One of the lead organizations behind a working paper to get funders thinking about Pay for Success and housing mobility is the San Francisco-based Low Income Investment Fund (LIIF). Manager of Special Projects and Initiatives Dan Rinzler is one of the authors of a working paper called "Leveraging the Power of Place: Using Pay for Success to Support Housing Mobility." Other collaborators on this working paper include Philip Tegeler of the Poverty & Race Research Action Council, Mary Cunningham of the Urban Institute, and Craig Pollack of Johns Hopkins School of Medicine.

The Low Income Investment Fund is a community development financial institution that "provides innovative capital solutions that support healthy families and communities." In its housing work, LIIF has supported affordable housing developments in California, Massachusetts, New York, Texas, Washington State, and Washington, DC. 

Rinzler and his co-authors base their idea on models for increasing housing mobility that emerged in the 1970s, and particularly on HUD's Moving to Opportunity (MTO) for Fair Housing experiment that began in the 1990s and ran for a decade. The results of this experiment were dramatic—families with access to both housing vouchers and housing mobility services fared much better in several important ways.

First, children of families who moved when the kids were still young (by age 13) had much higher college attendance rates and earnings than the control group, lived in better neighborhoods, and were less likely to be single parents.

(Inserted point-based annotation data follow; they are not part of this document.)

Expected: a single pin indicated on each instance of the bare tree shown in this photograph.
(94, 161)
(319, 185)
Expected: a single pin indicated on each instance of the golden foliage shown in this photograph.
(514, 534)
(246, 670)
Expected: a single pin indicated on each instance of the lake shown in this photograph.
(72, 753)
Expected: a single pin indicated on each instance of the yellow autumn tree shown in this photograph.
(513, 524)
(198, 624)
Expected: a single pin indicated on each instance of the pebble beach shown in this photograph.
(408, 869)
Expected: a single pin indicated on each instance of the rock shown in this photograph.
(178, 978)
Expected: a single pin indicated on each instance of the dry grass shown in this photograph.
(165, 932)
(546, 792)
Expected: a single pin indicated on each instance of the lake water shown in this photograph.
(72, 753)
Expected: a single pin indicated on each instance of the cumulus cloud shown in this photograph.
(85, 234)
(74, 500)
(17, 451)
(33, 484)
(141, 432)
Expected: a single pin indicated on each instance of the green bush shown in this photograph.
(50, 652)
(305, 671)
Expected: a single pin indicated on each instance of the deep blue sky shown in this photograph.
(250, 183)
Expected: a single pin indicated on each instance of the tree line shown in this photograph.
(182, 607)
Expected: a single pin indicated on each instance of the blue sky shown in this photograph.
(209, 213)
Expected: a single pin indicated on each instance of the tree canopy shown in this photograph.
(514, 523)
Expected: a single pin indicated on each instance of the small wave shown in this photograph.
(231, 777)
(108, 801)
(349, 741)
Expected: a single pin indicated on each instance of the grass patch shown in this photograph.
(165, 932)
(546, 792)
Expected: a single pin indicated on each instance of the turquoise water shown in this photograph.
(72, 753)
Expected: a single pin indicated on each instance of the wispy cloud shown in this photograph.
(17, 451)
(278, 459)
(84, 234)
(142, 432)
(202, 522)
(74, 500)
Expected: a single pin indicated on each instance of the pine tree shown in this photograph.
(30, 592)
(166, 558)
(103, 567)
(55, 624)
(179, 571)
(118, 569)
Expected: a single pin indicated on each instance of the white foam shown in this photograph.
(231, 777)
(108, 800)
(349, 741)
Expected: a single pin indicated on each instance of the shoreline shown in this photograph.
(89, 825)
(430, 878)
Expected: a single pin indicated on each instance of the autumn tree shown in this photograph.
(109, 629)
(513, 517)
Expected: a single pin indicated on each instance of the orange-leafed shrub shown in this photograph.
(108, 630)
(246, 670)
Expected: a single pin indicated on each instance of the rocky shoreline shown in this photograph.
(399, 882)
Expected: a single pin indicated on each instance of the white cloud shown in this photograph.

The younger children were when they moved, the larger their gains were across each of these outcomes. As the study details:

Incomes are estimated to increase by $300,000 over the lifetime of those who moved at age eight, which would generate enough federal tax revenue to offset MTO’s program costs for their families.

Housing mobility can also act as a “vaccine” for the negative physical and mental health effects of living in high-poverty neighborhoods. By the end of the MTO study period, for example, prevalence of diabetes and extreme obesity among adult women who moved to low-poverty neighborhoods was 40 percent lower than the control group, and rates of major depression had also dropped.

This is all a very big deal. Housing mobility is clearly a case in which an ounce of prevention is worth a pound of cure.

But why use Pay for Success as the mechanism to get housing mobility off the ground? Several good reasons. First, the need is great right now for help with our segregated communities. Federal housing has continually lost resources. A recent example: an estimated 85,000 housing vouchers lost during the 2014 sequestration. Now is the time to act at the ground level to support family housing mobility.

Second, housing mobility could help to correctly align incentives in the economy—investing in housing mobility could generate cost savings in health care, and create income tax revenue for the government. With the way inequality and segregation are trending now, the cost burden for society from these problems will only increase, and more potential tax revenue will be lost due to lack of wages earned.

Incentives in the health care delivery system are realigning to support long-term investment in the social determinants of health. A Pay for Success trial on housing mobility could demonstrate to health care payers and providers that housing mobility is a worthy investment. Thus, the model has the potential to serve a dual purpose of expanding options for low-income families in the short term, while also building the case for future support by validating and building on housing mobility's existing evidence base. In essence, a Pay for Success trial on housing mobility could catalyze a focus change in social sector impact investing. This could yield big results for funders working on both health and social equity.